ベンゼンの「炭素-炭素結合」を室温で切断

-チタンヒドリド化合物で安定な芳香族化合物の炭素-炭素結合切断に成功-

ポイント

  • ベンゼン環がチタンヒドリド化合物により切断される様子を分子レベルで解明
  • トルエンでも炭素-炭素結合切断を確認、六員環から五員環へ炭素骨格が縮小
  • 芳香族化合物の炭素-炭素結合の切断を鍵とする新触媒反応の開発に有用な知見

要旨

理化学研究所(理研、野依良治理事長)は、多金属のチタンヒドリド化合物[1]を用いて、非常に安定なベンゼン[2]の「炭素-炭素結合」を室温で切断することに成功しました。従来困難とされていた、芳香族化合物[2]の炭素-炭素結合の切断を使った新しい物質変換反応の開発への寄与が期待できます。これは、理研環境資源科学研究センター(篠崎一雄センター長)先進機能触媒研究グループの侯 召民(コウ・ショウミン)グループディレクター、島 隆則上級研究員、胡 少偉(フー・シャオウェイ)特別研究員の研究チームによる成果です。

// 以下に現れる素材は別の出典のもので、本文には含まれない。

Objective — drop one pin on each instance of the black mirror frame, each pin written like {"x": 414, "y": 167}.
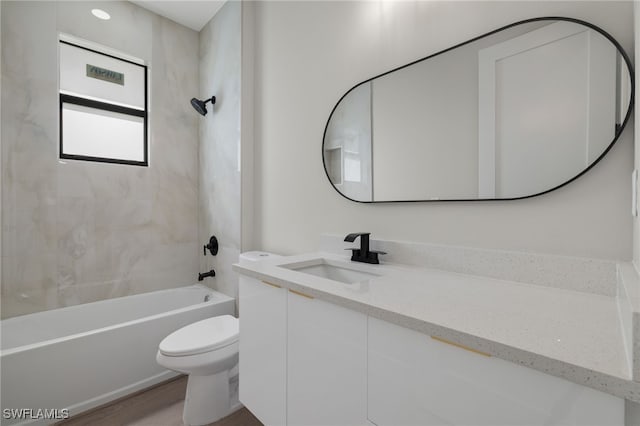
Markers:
{"x": 619, "y": 130}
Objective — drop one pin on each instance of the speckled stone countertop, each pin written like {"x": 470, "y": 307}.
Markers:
{"x": 569, "y": 334}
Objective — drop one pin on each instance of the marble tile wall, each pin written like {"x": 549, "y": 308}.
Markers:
{"x": 219, "y": 176}
{"x": 75, "y": 232}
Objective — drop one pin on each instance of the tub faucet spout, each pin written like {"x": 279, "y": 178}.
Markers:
{"x": 202, "y": 276}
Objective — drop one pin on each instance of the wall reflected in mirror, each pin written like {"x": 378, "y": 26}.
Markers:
{"x": 513, "y": 114}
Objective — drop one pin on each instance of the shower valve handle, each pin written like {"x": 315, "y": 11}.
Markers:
{"x": 212, "y": 246}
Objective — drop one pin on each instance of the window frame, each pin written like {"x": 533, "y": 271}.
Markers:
{"x": 106, "y": 106}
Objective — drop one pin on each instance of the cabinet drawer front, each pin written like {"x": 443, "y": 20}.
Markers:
{"x": 416, "y": 380}
{"x": 263, "y": 350}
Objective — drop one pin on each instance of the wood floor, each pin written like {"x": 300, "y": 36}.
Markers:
{"x": 159, "y": 406}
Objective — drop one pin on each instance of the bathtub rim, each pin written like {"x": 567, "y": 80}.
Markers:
{"x": 42, "y": 343}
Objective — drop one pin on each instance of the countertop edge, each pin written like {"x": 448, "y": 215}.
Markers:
{"x": 617, "y": 386}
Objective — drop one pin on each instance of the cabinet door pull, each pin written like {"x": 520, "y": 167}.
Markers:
{"x": 466, "y": 348}
{"x": 301, "y": 294}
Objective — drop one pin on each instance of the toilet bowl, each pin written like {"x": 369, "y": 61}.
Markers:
{"x": 207, "y": 351}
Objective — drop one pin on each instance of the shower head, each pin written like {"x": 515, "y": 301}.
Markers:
{"x": 200, "y": 106}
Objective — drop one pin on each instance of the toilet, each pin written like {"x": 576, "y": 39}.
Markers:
{"x": 207, "y": 351}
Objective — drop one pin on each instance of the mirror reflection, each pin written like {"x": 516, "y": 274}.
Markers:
{"x": 513, "y": 114}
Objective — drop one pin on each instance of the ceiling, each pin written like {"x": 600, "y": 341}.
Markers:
{"x": 191, "y": 14}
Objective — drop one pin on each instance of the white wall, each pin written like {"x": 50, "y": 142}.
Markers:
{"x": 309, "y": 53}
{"x": 636, "y": 220}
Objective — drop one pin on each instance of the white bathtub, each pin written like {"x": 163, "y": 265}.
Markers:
{"x": 79, "y": 357}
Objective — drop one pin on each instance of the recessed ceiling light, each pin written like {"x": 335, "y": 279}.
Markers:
{"x": 100, "y": 14}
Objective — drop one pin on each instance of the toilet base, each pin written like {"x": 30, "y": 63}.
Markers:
{"x": 207, "y": 399}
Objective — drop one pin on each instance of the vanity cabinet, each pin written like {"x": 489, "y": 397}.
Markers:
{"x": 327, "y": 363}
{"x": 263, "y": 349}
{"x": 302, "y": 361}
{"x": 414, "y": 379}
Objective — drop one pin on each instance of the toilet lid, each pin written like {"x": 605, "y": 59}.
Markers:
{"x": 201, "y": 336}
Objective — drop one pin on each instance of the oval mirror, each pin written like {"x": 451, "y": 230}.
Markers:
{"x": 514, "y": 113}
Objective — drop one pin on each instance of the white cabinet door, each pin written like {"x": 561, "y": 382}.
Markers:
{"x": 263, "y": 350}
{"x": 326, "y": 377}
{"x": 416, "y": 380}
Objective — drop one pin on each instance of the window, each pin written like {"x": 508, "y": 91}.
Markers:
{"x": 103, "y": 107}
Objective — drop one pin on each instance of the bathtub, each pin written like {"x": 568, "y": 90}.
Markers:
{"x": 83, "y": 356}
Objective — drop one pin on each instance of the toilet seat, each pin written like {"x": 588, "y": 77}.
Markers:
{"x": 202, "y": 336}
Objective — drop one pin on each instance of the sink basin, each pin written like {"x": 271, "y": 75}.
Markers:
{"x": 336, "y": 271}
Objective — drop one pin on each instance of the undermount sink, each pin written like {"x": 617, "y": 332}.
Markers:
{"x": 332, "y": 270}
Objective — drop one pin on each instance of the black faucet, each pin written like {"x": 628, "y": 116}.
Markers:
{"x": 202, "y": 276}
{"x": 363, "y": 254}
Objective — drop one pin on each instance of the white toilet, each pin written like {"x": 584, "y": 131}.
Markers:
{"x": 207, "y": 351}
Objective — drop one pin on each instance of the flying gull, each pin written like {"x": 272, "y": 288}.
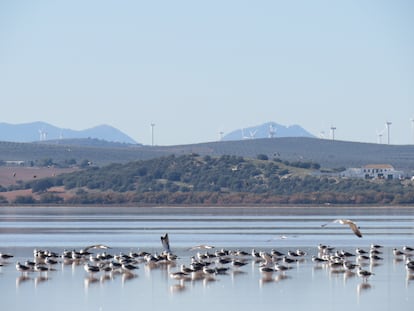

ベンゼン環を含んだ芳香族化合物は、石油やバイオマスなどの天然資源に豊富に含まれています。これらの芳香族化合物の炭素-炭素結合の切断は、石油などの天然資源からガソリンや基礎化学品などを作る際に極めて重要な反応です。しかし、ベンゼン環は非常に安定で、その炭素-炭素結合を切断するには固体酸触媒[3]を使って500°C程度の高温で行う必要があり、多くのエネルギーを消費します。また反応プロセスは複雑で、目的外の化合物も複数生成します。一方、生態系の中には温和な条件でベンゼン環の炭素-炭素結合を切断する微生物も知られていますが、そのメカニズムについて不明なことが多いのが現状です。これまで、構造が明確なさまざまな分子性の金属化合物が開発され、これを用いて比較的温和な条件での炭素-炭素結合の切断反応[4]が試みられてきました。しかし、温和な条件でのベンゼン環の炭素-炭素結合の切断反応は成功していませんでした。

2013年に研究チームは、3つのチタン原子(Ti)からなる新しい多金属ヒドリド化合物(チタンヒドリド化合物)を開発し、この化合物を用いて非常に安定な窒素分子の「窒素-窒素結合」の切断、および「窒素-水素結合」の形成に成功しています。今回、このチタンヒドリド化合物とベンゼンの反応を試みたところ、室温という温和な条件で炭素-炭素結合が切断できることを発見しました。この反応を検証した結果、まずベンゼン環が3つのチタン金属上に結合し、その後これら3つのチタン金属が互いに協力し合って炭素-炭素結合の切断に働いていることが明らかになりました。分子レベルでベンゼン環が切断される様子を明らかにしたのは本研究が初めてです。また、ベンゼンだけでなく炭素が1つ増えたトルエンでも同様の炭素-炭素結合の切断反応が観察されました。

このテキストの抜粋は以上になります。